Building on that idea, emotional expression is actively suppressed in favor of a stoic facade. The family motto might as well be "never complain, never explain." After Carrie’s youngest sister, Rosemary, tragically drowns, the family’s response is silence. The parents send the remaining sisters to boarding school. They tell them to keep a "stiff upper lip." On what would have been Rosemary’s eleventh birthday, Carrie is visibly upset. Her sisters tell her to stop being sad and watch cotton candy being made. The message is brutal. Your grief is an inconvenience. Hide it. This enforced silence doesn’t heal the wound. It just ensures it becomes infected.
And here’s the thing: this performance is enabled by the family's extreme privilege and isolation. The Sinclairs own a private island. Beechwood is their kingdom. It has its own rituals, its own geography, and its own rules. They have Lemon Hunts and Midsummer Ice Cream parties. These traditions create a powerful sense of belonging. But they also create a bubble. Outsiders are a disruption. When an aunt brings three boys to the island unannounced, it causes a crisis. The family’s carefully curated world is a fortress. Its primary purpose is to keep the messiness of real life out. But as we see, the real threat is already inside.
Module 2: The Weight of Unspoken Truths
In a family that forbids open grieving, trauma doesn't just disappear. It metastasizes. It finds other ways to express itself, often through haunting psychological patterns and self-destructive behaviors. Carrie's story is a masterclass in the consequences of suppressed truth.
First, unprocessed grief will always find an outlet, often through displacement or self-medication. Carrie can't mourn her sister Rosemary openly. So, she finds other people's pain to focus on. She obsesses over newspaper stories about AIDS deaths and floods. She admits these images let her "hurt without looking at my own life." It’s a way to feel the pain without naming its source. When that isn't enough, she turns to pills. She starts with codeine prescribed after her jaw surgery. Soon, she's taking it to numb her thoughts and help her sleep. This is a desperate attempt to quiet a mind that her family won't allow her to speak.

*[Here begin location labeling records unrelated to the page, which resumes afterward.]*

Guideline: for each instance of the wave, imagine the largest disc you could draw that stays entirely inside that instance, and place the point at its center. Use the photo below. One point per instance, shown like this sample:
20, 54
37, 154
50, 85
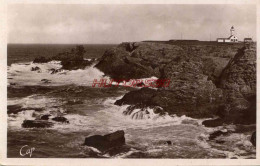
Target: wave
21, 74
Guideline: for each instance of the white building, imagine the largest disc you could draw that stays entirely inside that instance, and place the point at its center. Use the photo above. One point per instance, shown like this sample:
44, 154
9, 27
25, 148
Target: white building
231, 39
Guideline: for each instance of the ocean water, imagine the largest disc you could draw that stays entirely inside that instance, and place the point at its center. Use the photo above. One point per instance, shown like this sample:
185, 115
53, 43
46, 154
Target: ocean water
91, 111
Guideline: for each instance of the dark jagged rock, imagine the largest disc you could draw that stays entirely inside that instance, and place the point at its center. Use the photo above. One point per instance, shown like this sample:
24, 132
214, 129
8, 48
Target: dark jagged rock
14, 109
46, 81
73, 102
106, 142
60, 119
217, 134
36, 124
253, 138
54, 71
45, 117
213, 123
41, 60
203, 82
36, 69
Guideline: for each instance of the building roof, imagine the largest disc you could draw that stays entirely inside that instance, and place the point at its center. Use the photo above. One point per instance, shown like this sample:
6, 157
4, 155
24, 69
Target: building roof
231, 36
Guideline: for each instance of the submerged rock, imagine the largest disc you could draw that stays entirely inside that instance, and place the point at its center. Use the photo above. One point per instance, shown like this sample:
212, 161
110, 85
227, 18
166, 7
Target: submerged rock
46, 81
36, 124
106, 142
36, 69
217, 134
45, 117
60, 119
71, 60
54, 71
41, 60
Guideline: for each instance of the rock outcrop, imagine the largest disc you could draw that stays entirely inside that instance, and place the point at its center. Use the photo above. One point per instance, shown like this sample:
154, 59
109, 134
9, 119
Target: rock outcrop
36, 124
106, 142
238, 81
205, 80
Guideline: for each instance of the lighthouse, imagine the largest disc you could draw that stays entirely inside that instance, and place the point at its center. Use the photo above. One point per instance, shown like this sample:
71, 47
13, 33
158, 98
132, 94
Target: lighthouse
232, 31
231, 39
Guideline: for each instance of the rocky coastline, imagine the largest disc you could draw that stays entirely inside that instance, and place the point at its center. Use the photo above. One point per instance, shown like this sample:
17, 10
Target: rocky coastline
206, 81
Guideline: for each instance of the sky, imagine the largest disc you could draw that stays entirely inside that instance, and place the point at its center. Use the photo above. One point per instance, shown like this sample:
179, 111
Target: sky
104, 24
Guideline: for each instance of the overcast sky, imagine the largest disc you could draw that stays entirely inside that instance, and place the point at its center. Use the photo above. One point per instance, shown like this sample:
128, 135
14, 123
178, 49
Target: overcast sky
54, 23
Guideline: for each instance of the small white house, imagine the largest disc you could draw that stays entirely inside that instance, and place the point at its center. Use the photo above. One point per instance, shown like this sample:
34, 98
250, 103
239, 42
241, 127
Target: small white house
231, 39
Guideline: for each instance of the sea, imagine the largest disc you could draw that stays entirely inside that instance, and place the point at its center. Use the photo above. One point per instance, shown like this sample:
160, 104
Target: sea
91, 111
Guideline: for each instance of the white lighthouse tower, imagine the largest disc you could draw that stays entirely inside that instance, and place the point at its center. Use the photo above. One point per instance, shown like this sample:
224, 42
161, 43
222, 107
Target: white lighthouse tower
232, 31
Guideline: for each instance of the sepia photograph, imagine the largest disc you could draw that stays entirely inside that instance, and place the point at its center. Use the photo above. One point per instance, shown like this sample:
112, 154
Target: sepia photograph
131, 81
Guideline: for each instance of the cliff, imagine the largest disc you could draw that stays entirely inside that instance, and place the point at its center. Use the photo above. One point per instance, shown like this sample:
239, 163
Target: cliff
206, 80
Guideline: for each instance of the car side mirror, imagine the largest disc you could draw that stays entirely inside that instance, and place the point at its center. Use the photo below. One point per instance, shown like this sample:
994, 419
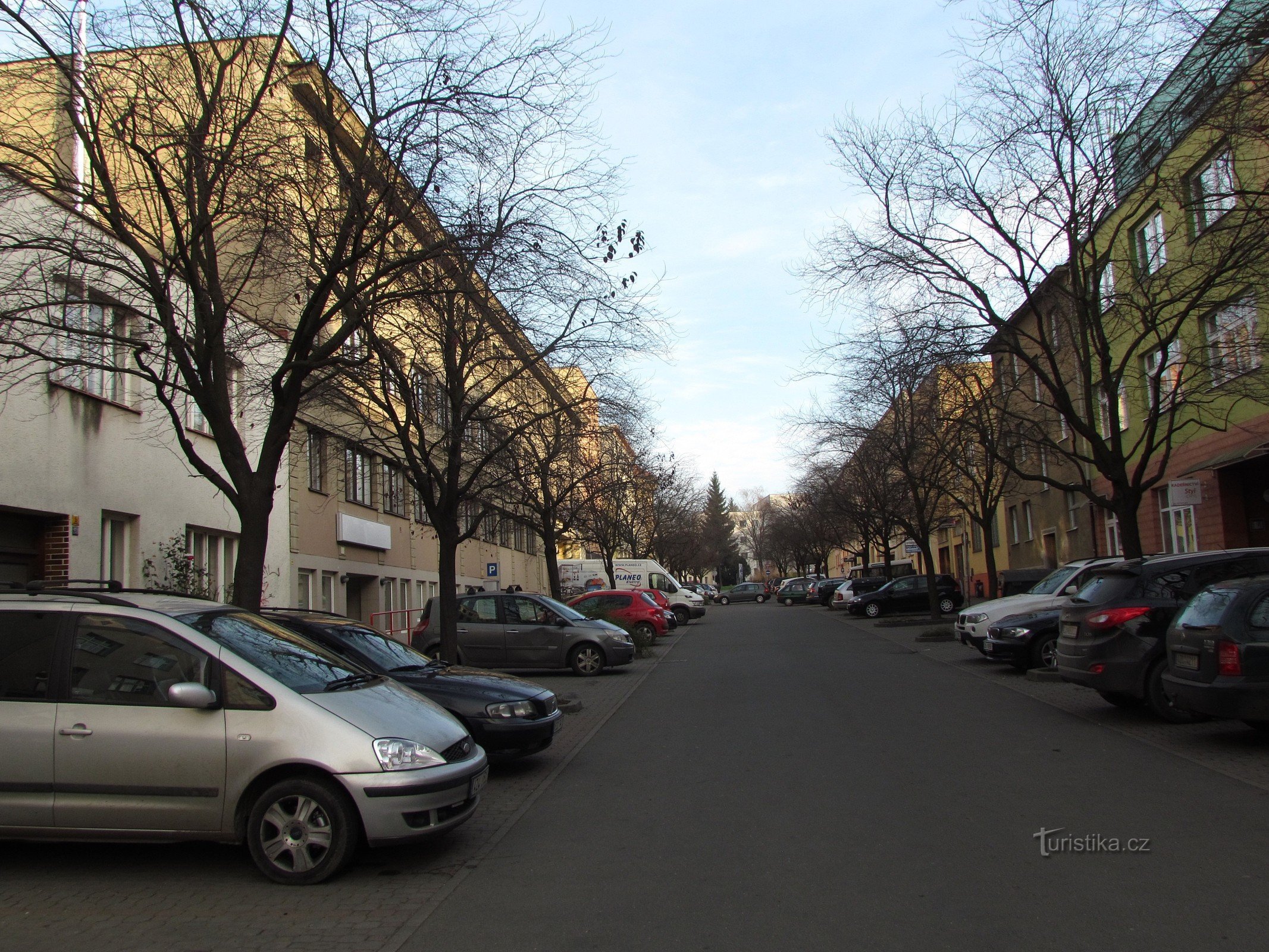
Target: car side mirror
188, 693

This brings us to another key insight. The dead do not stay buried when their stories are left untold. The entire novel is framed by Carrie confessing her story to the ghost of her dead son, Johnny. He visits her because he’s "trying to understand... why he died." His question forces her to excavate the past. But Johnny isn't the first ghost on the island. Rosemary is a constant, spectral presence for Carrie. She appears in dreams and waking moments, not as a terrifying ghoul, but as a child who wants to play Scrabble or eat potato chips for breakfast. These hauntings are manifestations of Carrie's unresolved guilt and love. She is the only one who sees Rosemary because she is the only one still actively grieving her.
So what happens next? In a culture of secrecy, curiosity becomes a dangerous force. Carrie discovers a hidden photograph in her mother's jewelry drawer. It shows her mother, Tipper, with a man whose face has been violently scratched out. This single object becomes a symbol of all the family's unspoken history. Her sisters want to know what it means. They see it as a secret being kept from them. Carrie, however, feels a sense of dread. She understands instinctively that some truths are hidden for a reason. This photograph is a narrative landmine. Its discovery sets in motion a chain of events that will ultimately lead to the summer’s central tragedy. The family’s attempt to bury the past only makes it more volatile.